Resistance pressure sensors with dual resistive elements and four wires are widely used in various pressure monitoring applications. When the pressure increases, the resistance of one resistor increases, and the other resistor decreases. Precise measurements with resistance sensors need to compensate for the loss of line resistance, especially when the line length reaches tens of meters.
The microcontroller or computer can calculate the resistance of the sensor through the differential voltage on the sensor elements RS1 and RS2. Resistors RA, RREF, and RB and the sensor resistance limit the current through RS1 and RS2. The circuit uses AD7705ADC of Analog Devices Company to measure the sensor value. It has three pseudo differential input terminals and provides 16-bit resolution. In this application, AD7705 works in buffer mode, that is, the input bias current is less than 1nA. In the buffer mode, the analog input can withstand large source impedance, but the absolute input voltage value must be 50mV from the ground level, until the drain-drain voltage minus 1.5V. Resistor RB provides an input common mode voltage.

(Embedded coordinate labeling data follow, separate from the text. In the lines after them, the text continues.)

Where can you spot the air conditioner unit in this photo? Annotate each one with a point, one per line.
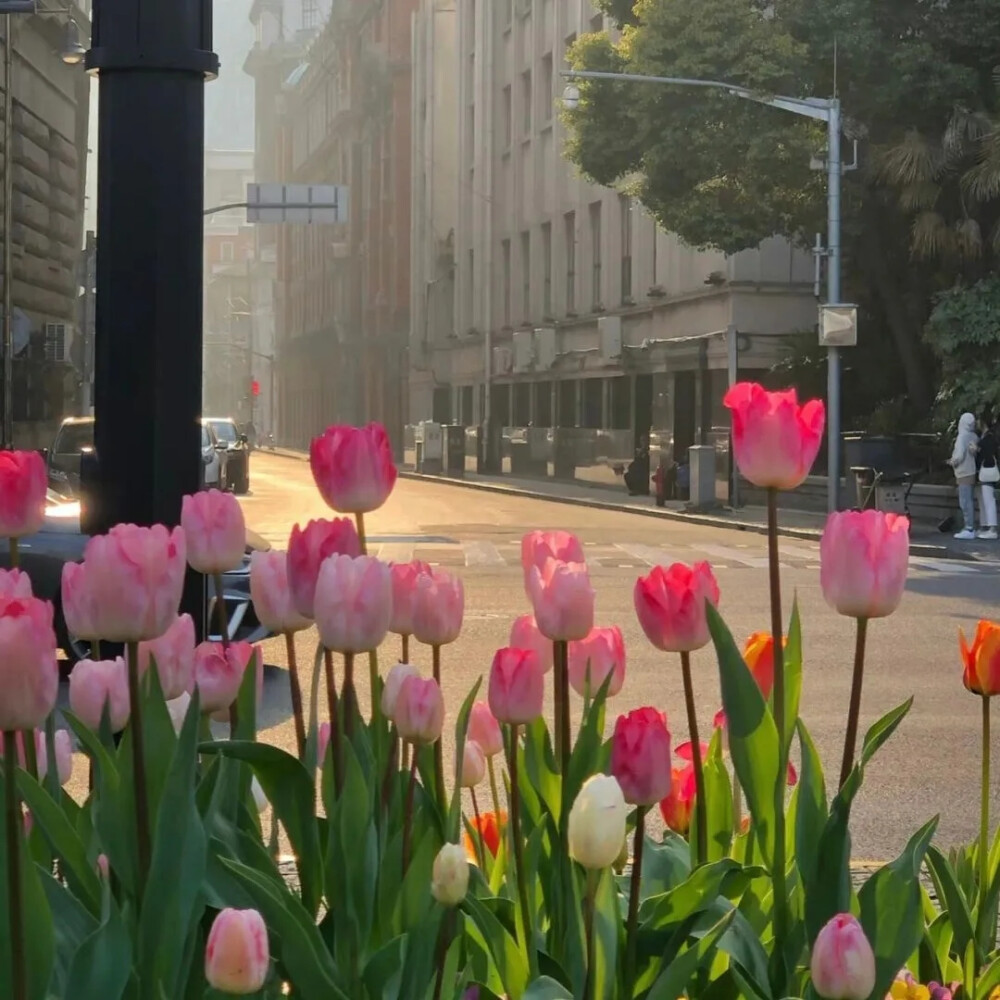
(545, 347)
(610, 330)
(524, 350)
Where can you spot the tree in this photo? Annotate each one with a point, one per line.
(727, 173)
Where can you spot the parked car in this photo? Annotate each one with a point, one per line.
(237, 452)
(43, 555)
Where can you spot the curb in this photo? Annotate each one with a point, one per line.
(708, 520)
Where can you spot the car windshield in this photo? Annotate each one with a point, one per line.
(75, 438)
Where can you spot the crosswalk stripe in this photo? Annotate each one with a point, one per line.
(482, 554)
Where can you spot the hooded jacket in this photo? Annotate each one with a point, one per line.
(963, 457)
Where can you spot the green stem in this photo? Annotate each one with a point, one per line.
(984, 805)
(633, 900)
(700, 805)
(12, 814)
(778, 874)
(854, 711)
(515, 828)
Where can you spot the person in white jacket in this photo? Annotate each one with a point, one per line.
(963, 461)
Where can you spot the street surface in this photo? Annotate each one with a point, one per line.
(930, 766)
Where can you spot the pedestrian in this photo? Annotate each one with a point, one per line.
(963, 462)
(989, 476)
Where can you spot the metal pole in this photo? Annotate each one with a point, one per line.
(835, 172)
(8, 235)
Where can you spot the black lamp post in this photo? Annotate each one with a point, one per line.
(153, 58)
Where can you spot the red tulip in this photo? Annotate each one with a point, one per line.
(517, 686)
(601, 653)
(404, 594)
(128, 587)
(308, 548)
(563, 600)
(439, 605)
(215, 531)
(640, 756)
(864, 557)
(94, 684)
(353, 467)
(670, 604)
(775, 440)
(29, 676)
(236, 955)
(353, 603)
(982, 660)
(23, 487)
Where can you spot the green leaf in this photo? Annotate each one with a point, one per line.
(753, 736)
(291, 792)
(890, 908)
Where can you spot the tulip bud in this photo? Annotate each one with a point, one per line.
(237, 955)
(842, 963)
(473, 765)
(450, 877)
(597, 822)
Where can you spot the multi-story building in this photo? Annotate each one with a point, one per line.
(570, 307)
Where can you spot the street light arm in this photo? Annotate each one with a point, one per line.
(809, 107)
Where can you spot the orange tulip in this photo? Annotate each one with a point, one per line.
(982, 659)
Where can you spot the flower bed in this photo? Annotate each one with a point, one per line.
(505, 871)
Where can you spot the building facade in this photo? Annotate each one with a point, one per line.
(568, 306)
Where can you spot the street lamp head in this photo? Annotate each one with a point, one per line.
(73, 51)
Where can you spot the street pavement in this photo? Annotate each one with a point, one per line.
(930, 766)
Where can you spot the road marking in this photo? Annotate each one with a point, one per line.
(482, 554)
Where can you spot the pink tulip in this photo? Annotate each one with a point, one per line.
(843, 963)
(96, 683)
(218, 676)
(404, 594)
(29, 676)
(353, 603)
(670, 605)
(863, 562)
(308, 548)
(538, 547)
(517, 686)
(420, 711)
(24, 484)
(353, 467)
(390, 689)
(271, 593)
(775, 439)
(485, 730)
(524, 634)
(473, 764)
(237, 958)
(602, 653)
(640, 756)
(438, 608)
(173, 654)
(128, 587)
(215, 530)
(563, 600)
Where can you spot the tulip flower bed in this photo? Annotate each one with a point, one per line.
(500, 872)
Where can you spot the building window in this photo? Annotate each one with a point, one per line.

The measurement depends on the value of the reference resistor RREF. To get the highest accuracy, the tolerance of RREF must be 0.01%, and there must be a small temperature coefficient. In order to avoid the self-heating of the sensor, the excitation current should be provided in pulse mode; the software controls the width of the pulse through Q1.
AIN1+, AIN1-calculate RL;
AIN2+, AIN2-calculate RS2+RL;
AIN1-, AIN2- calculate RS1+RS2+RL.
Resistance RS1 and RS2 can be calculated by subtraction. AD7705 has a PGA (Programmable Gain Amplifier) for amplifying small input signals. The device has self-calibration and system calibration options, which eliminates the gain error and offset error in the device or system.
The pressure measurement depends on the resistance ratio and the temperature in the equation P=F (RS1/RS2, T). The parameter T is a compensation coefficient of the temperature dependence of the resistance sensor, T=F (RS1+RS2).